Richard Paulson: I’m happy to. So I think overall, the important thing here for equity holders is there’s a lot of excitement around our Phase III program. So we want to strengthen our balance sheet to unlock value by extending maturity of our debt obligations well beyond our planned data readouts and potential accruals. So we took advantage of the convert trading at a discount and exchange them at a 25% discount supply. From a timing perspective, why now, we wanted to address this before it becomes current. So as we’ve said in the past, we really want to address this within 12 to 24 months of maturity and we’re sort of right in the in the middle of that sweet spot. So overall, we’re pleased to have the vast majority of our debt obligations well beyond our expected data readouts and potential approvals.
Operator: [Operator Instructions] there are no further questions at this time and I’d like to hand over the call to Richard Paulson for closing remarks.

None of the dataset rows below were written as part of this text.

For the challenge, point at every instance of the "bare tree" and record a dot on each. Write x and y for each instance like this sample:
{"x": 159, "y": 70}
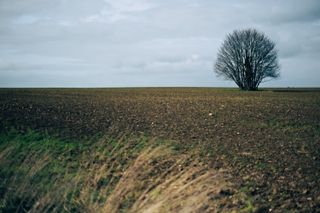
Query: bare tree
{"x": 247, "y": 57}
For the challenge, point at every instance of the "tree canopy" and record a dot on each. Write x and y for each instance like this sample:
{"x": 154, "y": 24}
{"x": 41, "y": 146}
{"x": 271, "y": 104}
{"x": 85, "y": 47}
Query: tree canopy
{"x": 247, "y": 57}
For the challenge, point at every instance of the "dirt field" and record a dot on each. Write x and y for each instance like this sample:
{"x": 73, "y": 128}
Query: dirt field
{"x": 269, "y": 141}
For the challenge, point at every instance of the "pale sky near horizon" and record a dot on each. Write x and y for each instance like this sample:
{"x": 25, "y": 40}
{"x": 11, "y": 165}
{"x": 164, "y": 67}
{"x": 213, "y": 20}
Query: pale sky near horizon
{"x": 129, "y": 43}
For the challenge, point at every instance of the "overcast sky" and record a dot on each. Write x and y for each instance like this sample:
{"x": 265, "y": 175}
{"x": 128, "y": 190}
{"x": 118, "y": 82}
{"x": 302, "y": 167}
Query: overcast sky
{"x": 112, "y": 43}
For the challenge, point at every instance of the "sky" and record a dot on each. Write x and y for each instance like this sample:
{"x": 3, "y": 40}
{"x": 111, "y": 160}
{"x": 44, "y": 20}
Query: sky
{"x": 148, "y": 43}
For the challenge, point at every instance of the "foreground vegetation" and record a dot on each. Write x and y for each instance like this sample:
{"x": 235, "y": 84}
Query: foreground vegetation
{"x": 84, "y": 144}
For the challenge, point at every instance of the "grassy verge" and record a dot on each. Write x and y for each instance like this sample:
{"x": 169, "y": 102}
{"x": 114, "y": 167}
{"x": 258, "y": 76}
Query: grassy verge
{"x": 43, "y": 173}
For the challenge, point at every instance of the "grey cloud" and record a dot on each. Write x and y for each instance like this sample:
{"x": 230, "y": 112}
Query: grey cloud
{"x": 147, "y": 42}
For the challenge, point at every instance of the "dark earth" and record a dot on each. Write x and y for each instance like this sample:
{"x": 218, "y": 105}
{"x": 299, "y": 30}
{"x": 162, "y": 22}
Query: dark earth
{"x": 270, "y": 139}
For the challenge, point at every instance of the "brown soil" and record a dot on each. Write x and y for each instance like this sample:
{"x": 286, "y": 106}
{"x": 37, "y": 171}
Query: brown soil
{"x": 269, "y": 141}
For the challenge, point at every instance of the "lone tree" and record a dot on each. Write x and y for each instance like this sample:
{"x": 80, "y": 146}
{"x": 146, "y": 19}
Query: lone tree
{"x": 247, "y": 57}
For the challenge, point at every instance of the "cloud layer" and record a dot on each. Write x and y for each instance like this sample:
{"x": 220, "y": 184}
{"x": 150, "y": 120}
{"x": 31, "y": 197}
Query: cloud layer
{"x": 107, "y": 43}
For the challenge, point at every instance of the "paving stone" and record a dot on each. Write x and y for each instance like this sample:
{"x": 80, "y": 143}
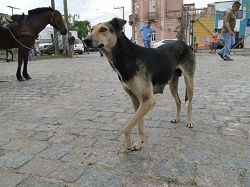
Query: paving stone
{"x": 102, "y": 178}
{"x": 40, "y": 182}
{"x": 179, "y": 170}
{"x": 34, "y": 147}
{"x": 14, "y": 160}
{"x": 42, "y": 136}
{"x": 136, "y": 181}
{"x": 16, "y": 144}
{"x": 216, "y": 176}
{"x": 57, "y": 151}
{"x": 68, "y": 172}
{"x": 4, "y": 141}
{"x": 39, "y": 167}
{"x": 11, "y": 179}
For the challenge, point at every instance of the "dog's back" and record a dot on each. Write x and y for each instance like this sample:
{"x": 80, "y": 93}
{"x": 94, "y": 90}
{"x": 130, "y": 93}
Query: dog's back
{"x": 159, "y": 64}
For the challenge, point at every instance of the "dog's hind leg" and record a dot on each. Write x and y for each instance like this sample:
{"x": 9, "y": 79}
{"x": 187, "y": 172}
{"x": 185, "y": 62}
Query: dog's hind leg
{"x": 141, "y": 137}
{"x": 173, "y": 86}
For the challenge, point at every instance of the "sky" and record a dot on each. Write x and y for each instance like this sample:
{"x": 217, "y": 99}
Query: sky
{"x": 95, "y": 11}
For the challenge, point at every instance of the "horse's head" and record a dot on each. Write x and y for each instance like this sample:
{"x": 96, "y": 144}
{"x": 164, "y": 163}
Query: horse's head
{"x": 57, "y": 22}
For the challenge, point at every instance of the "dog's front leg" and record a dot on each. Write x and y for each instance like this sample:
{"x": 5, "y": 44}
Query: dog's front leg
{"x": 144, "y": 107}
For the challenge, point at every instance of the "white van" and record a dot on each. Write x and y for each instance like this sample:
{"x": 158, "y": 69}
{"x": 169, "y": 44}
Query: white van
{"x": 78, "y": 47}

Richard Paulson: Thank you, operator and thank you again to everyone today for joining us. As we’ve really highlighted on the call, very pleased with the substantial improvement in our capital structure. We’ve strengthened our opportunity to realize the full value of our late-stage pipeline with our 3 Phase III clinical trials. And we’ve touched on the fact that each 1 of them would be transformative for patients and transformative for organizations. So — we’re continuing to be focused on delivering our next stage of growth. And once again, I want to thank you for joining us today.
Operator: Thank you. Ladies and gentlemen, this concludes today’s conference call. You may now disconnect.